Sure, that's the P(rocrastination) snake talking, but it could just as well be being effective, or alternatively Mr. "just do it, do it right now" making an appearance, or as I like to call him: Mr. M(ania).

The P snake is a sneaky bastard that can rationalize any behavior: "It's fun, it's what you really want, it's even more effective than doing project X, live a little..." and you won't even realize what's going on.

Mr. M is his cousin. Supposed to study for an exam? Mr. M suddenly wants to do some spring cleaning, or visit your parents in law, or doing taxes, working out or some other actually important and sound activities. Like writing this post.

I often sound like and advocate of Mr. M's. I think you should "just do it, start right away, try stuff, commit and quit...". It is good for you, provides a healthy dose of variation in your life and gets things done. On the other hand, it's a bit manic, isn't it? In addition, without some planning and afterthought you risk climbing the nearest hill instead of the right one.


The third most dangerous thing...

...is that it's all too easy to quit procrastinating, and hence just as easy to keep at it, since you know you can quit anytime you like (sic).

I could put this post aside right now. But, I just won't. Besides, I'm so close to finishing now anyway.

I actually can stop procrastinating whenever I like, and in fact I often do. I don't need rituals do get into working mode, like some people seem to need. I can just switch on and off my Deep Work mode and start. I just need to get my priorities right to do it.

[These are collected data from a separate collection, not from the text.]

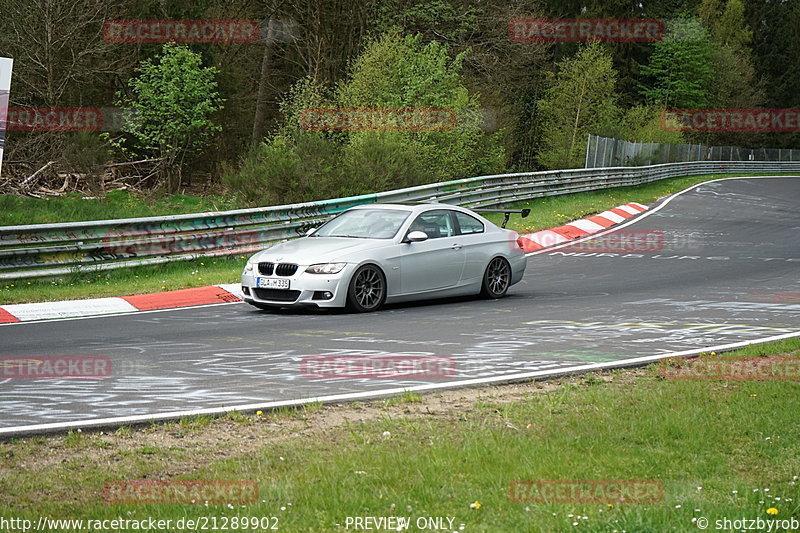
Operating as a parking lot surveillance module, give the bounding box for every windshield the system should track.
[311,209,409,239]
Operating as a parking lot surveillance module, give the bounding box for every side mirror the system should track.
[406,231,428,242]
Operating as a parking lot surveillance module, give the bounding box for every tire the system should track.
[481,257,511,300]
[347,265,386,313]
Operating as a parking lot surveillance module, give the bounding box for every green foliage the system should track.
[117,44,222,162]
[642,18,714,108]
[617,105,683,144]
[223,32,505,204]
[538,43,620,168]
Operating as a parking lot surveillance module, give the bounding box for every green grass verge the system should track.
[0,339,800,533]
[0,170,788,305]
[0,191,241,226]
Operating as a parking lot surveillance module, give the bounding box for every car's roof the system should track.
[353,202,472,213]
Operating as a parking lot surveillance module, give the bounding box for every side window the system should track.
[455,211,483,235]
[408,209,456,239]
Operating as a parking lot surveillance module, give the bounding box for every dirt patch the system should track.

Since I know that, it's even easier to just keep procrastinating; tweeting, e-mailing and doing other shallow work that doesn't add any long term value.

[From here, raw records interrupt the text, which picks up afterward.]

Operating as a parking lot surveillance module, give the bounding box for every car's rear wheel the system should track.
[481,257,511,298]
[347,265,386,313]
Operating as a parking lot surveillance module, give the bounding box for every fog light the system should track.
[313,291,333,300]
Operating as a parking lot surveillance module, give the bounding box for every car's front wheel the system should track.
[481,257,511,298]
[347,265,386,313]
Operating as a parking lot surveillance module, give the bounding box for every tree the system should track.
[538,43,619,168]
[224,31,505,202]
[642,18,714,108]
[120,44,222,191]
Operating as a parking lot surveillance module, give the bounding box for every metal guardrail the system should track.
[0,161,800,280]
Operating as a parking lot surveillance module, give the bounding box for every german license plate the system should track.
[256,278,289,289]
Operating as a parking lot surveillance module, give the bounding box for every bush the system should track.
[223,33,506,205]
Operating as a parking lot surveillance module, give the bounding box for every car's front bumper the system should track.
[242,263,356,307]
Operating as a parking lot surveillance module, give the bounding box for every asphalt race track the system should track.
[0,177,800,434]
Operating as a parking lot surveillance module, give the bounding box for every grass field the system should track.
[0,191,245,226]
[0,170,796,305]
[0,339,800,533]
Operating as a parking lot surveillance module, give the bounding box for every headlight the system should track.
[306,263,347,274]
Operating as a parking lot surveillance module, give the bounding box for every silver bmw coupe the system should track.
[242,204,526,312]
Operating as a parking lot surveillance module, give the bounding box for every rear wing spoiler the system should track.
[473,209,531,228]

Then again, my "job" is spreading my gospel, my life advice, and the more I engage on social media, the wider I get to spread whatever quality wisdom I'm able to produce in between my social sessions.

So, how do I know what to do about the shallow work and procrastination?


Resolving the issue

If you try to minimize it or avoid it completely I think you end up doing it a lot more of it instead.

Thus, I think the best way to deal with procrastination is to embrace it, to acknowledge it as a part of life, a part that can be quite enjoyable even.

I don't have a specific check list for how to do it, but whenever doing shallow work, stop for a minute or two to explicitly go over your priorities:

  • What do you want to accomplish the coming month?
  • What should you first and foremost do to accomplish that?
  • How does what you're currently doing fit into that scheme? (e-mailing, tweeting, surfing on Facebook, Youtube etc.)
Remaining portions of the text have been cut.